Comment 8 Daniel Bates 2013-06-07 15:58:40 PDT
(In reply to comment #5)
> (From update of attachment 204058 [details])
> View in context: https://bugs.webkit.org/attachment.cgi?id=204058&action=review
> 
> > LayoutTests/fast/text/find-case-folding.html:40
> > -            if (!canFind("Stra" + smallSharpS + "e", "Strasse")) {
> > +            if (canFind("Stra" + smallSharpS + "e", "Strasse")) {
> >                  success = false;
> > -                message += " Cannot find ss when searching for small sharp s.";
> > +                message += " Found ss when searching for small sharp s.";
> >              }
> 
> Is this change an improvement? I think it was good that searching for ß found ss.
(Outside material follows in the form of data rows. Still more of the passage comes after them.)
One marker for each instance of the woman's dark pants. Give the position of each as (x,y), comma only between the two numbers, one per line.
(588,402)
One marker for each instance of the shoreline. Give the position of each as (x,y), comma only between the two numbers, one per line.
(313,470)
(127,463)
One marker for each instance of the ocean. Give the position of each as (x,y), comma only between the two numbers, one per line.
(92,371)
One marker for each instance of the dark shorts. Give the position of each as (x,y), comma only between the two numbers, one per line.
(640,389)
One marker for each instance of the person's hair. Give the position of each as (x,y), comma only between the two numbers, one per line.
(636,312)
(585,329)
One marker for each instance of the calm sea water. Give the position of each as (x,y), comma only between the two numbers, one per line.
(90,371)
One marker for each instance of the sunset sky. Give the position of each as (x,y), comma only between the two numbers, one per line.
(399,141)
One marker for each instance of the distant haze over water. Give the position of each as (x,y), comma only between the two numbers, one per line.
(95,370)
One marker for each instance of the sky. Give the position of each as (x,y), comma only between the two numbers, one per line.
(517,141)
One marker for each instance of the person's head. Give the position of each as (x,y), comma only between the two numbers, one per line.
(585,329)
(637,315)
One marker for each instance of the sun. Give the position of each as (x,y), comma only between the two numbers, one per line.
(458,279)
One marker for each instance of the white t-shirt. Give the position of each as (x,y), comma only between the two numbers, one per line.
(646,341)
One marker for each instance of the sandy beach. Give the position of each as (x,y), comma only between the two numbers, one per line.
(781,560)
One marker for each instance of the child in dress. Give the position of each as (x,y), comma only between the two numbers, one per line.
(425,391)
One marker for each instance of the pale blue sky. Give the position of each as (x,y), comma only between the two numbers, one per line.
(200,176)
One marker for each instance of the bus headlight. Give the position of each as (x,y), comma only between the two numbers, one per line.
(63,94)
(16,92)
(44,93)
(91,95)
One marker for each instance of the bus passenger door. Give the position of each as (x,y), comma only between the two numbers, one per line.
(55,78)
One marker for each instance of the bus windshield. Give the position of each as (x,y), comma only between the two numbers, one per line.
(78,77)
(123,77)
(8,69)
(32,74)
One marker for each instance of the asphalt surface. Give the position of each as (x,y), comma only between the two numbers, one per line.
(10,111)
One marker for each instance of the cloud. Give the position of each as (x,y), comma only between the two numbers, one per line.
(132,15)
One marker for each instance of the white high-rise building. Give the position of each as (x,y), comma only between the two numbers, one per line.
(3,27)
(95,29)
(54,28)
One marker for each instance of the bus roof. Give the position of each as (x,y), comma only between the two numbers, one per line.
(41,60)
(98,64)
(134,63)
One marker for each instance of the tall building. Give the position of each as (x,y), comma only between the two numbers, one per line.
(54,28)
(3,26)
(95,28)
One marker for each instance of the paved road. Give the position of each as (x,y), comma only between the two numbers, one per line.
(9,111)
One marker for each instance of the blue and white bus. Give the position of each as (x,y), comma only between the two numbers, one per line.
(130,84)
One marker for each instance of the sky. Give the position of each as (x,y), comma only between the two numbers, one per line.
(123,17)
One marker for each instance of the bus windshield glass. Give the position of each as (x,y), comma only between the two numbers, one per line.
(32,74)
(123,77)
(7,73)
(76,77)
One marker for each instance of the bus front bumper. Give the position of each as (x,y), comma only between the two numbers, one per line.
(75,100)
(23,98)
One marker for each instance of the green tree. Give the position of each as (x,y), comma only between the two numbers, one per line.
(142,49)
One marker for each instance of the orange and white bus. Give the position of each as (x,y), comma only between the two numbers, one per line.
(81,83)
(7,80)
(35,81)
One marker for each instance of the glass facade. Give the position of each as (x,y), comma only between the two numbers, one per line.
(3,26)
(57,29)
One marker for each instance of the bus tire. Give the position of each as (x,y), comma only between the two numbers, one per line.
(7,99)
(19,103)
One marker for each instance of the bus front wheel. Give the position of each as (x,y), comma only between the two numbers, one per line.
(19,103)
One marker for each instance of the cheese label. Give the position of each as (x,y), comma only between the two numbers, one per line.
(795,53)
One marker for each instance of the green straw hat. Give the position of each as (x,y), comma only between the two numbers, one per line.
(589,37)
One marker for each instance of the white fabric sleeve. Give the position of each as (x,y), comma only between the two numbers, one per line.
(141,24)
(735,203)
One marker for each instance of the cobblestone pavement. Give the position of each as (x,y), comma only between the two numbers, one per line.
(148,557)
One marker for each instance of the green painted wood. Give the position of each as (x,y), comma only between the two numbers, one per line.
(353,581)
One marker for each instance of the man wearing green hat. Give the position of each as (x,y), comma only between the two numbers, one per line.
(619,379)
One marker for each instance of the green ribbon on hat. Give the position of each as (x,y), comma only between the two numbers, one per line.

Disregarding the case with ß for the moment (I talk about it below), the proposed patch is an improvement because it makes the behavior of window.find() more closely match a person's expectation when searching for special characters based on our in-person discussion this morning (06/07). This behavior change has also been requested by various people as seen in the bug reports related to <rdar://problem/8535227>.

Should we look to special case our handling of ß? ICU regards ß similar to an accented character (é) when using strength UCOL_SECONDARY.
Comment 9 Daniel Bates 2013-06-11 16:31:18 PDT
(In reply to comment #8)
> (In reply to comment #5)
> > (From update of attachment 204058 [details] [details])
> > View in context: https://bugs.webkit.org/attachment.cgi?id=204058&action=review
> > 
> > > LayoutTests/fast/text/find-case-folding.html:40
> > > -            if (!canFind("Stra" + smallSharpS + "e", "Strasse")) {
> > > +            if (canFind("Stra" + smallSharpS + "e", "Strasse")) {
> > >                  success = false;
> > > -                message += " Cannot find ss when searching for small sharp s.";
> > > +                message += " Found ss when searching for small sharp s.";
> > >              }
> > 
> [...]
> Should we look to special case our handling of ß? ICU regards ß similar to an accented character (é) when using strength UCOL_SECONDARY.

From talking with Darin today (06/11) in person,  we should look to map ß to "ss". For now, we should land expected failure results for test LayoutTests/fast/text/find-case-folding.html instead of updating it to pass.
Comment 10 Daniel Bates 2013-06-12 09:04:00 PDT
(In reply to comment #9)
> (In reply to comment #8)
> > (In reply to comment #5)
> > > (From update of attachment 204058 [details] [details] [details])
> > > View in context: https://bugs.webkit.org/attachment.cgi?id=204058&action=review
> > > 
> > > > LayoutTests/fast/text/find-case-folding.html:40
> > > > -            if (!canFind("Stra" + smallSharpS + "e", "Strasse")) {
> > > > +            if (canFind("Stra" + smallSharpS + "e", "Strasse")) {
> > > >                  success = false;
> > > > -                message += " Cannot find ss when searching for small sharp s.";
> > > > +                message += " Found ss when searching for small sharp s.";
> > > >              }
> > > 
> > [...]
> > Should we look to special case our handling of ß? ICU regards ß similar to an accented character (é) when using strength UCOL_SECONDARY.
> 
> From talking with Darin today (06/11) in person,  we should look to map ß to "ss". For now, we should land expected failure results for test LayoutTests/fast/text/find-case-folding.html instead of updating it to pass.

Filed bug #117548 to map ß to "ss".
Comment 11 Daniel Bates 2013-06-12 09:46:29 PDT
Committed r151505: <http://trac.webkit.org/changeset/151505>
Comment 12 Allan Sandfeld Jensen 2013-09-13 05:43:44 PDT
This patch raised the minimum required libicu to 4.4, was that intentional?